After a second or two, in another console/tab, we can curl
the application that was deployed locally:
$ curl localhost:8000
Hello from Rust!
Step 2: Transpiling our component to run on NodeJS
One important feature of the WebAssembly Javascript tooling is that it can be used as a WebAssembly host.
Other hosts utilize WebAssembly runtimes like wasmtime
, but since NodeJS runs on V8 which contains it's own WebAssembly
runtime, it's possible to run WebAssembly directly in NodeJS (or browsers with WebAssembly runtimes included).

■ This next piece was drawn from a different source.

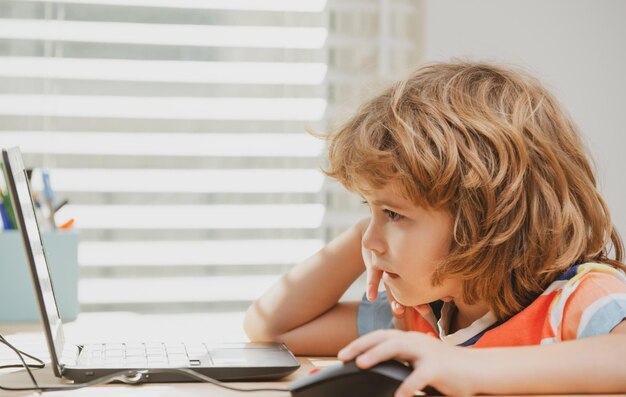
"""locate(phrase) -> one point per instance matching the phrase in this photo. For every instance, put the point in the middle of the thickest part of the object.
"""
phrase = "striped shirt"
(587, 300)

Since browsers do not yet support WebAssembly components, we can use jco
to "transpile" components such that they can be run
on browsers.
To transpile our component, let's first create a dist
folder:
mkdir dist
Then, we can run jco
transpile via the npx
shortcut:
npx jco transpile build/http_hello_world_s.wasm -o dist/transpiled
You should see output like the following:
Transpiled JS Component Files:
- dist/transpiled/http_hello_world_s.core.wasm 11.1 MiB
- dist/transpiled/http_hello_world_s.core2.wasm 14.4 KiB
- dist/transpiled/http_hello_world_s.core3.wasm 5.79 KiB
- dist/transpiled/http_hello_world_s.d.ts 2.25 KiB
- dist/transpiled/http_hello_world_s.js 261 KiB
- dist/transpiled/interfaces/wasi-cli-stderr.d.ts 0.16 KiB
- dist/transpiled/interfaces/wasi-cli-stdin.d.ts 0.15 KiB
- dist/transpiled/interfaces/wasi-cli-stdout.d.ts 0.16 KiB
- dist/transpiled/interfaces/wasi-cli-terminal-input.d.ts 0.17 KiB
- dist/transpiled/interfaces/wasi-cli-terminal-output.d.ts 0.17 KiB
- dist/transpiled/interfaces/wasi-cli-terminal-stderr.d.ts 0.2 KiB
- dist/transpiled/interfaces/wasi-cli-terminal-stdin.d.ts 0.2 KiB
- dist/transpiled/interfaces/wasi-cli-terminal-stdout.d.ts 0.2 KiB
- dist/transpiled/interfaces/wasi-clocks-monotonic-clock.d.ts 0.37 KiB
- dist/transpiled/interfaces/wasi-clocks-wall-clock.d.ts 0.2 KiB
- dist/transpiled/interfaces/wasi-filesystem-preopens.d.ts 0.19 KiB
- dist/transpiled/interfaces/wasi-filesystem-types.d.ts 2.93 KiB
- dist/transpiled/interfaces/wasi-http-incoming-handler.d.ts 0.3 KiB
- dist/transpiled/interfaces/wasi-http-outgoing-handler.d.ts 0.47 KiB
- dist/transpiled/interfaces/wasi-http-types.d.ts 9.88 KiB
- dist/transpiled/interfaces/wasi-io-error.d.ts 0.18 KiB
- dist/transpiled/interfaces/wasi-io-poll.d.ts 0.25 KiB
- dist/transpiled/interfaces/wasi-io-streams.d.ts 1.14 KiB
- dist/transpiled/interfaces/wasi-random-random.d.ts 0.14 KiB
After transpiling the WebAssembly component, normally you can use it from JS contexts with code similar to the following:
import { someInterface } from "./dist/transpiled/your-component.js";
const result = someInterface.someFunction(...);
console.log("result", result);
In this case, since we're using the standardized wasi:http
incoming-handler
interface, we can
skip creating our own harness to run our HTTP serving WebAssembly component and use jco serve
:
npx jco serve build/http_hello_world_s.wasm
By default jco serve
will transpile and run your component as a web server, and you should see the following output:
npx jco serve build/http_hello_world_s.wasm
Server listening on port...
You can curl
localhost:8000
to trigger your component:
curl localhost:8000
Hello from Typescript!
Next steps
- Explore WIT interfaces which can be used to extend and create new functionality.
- Explore capabilities you can use in your wasmCloud application.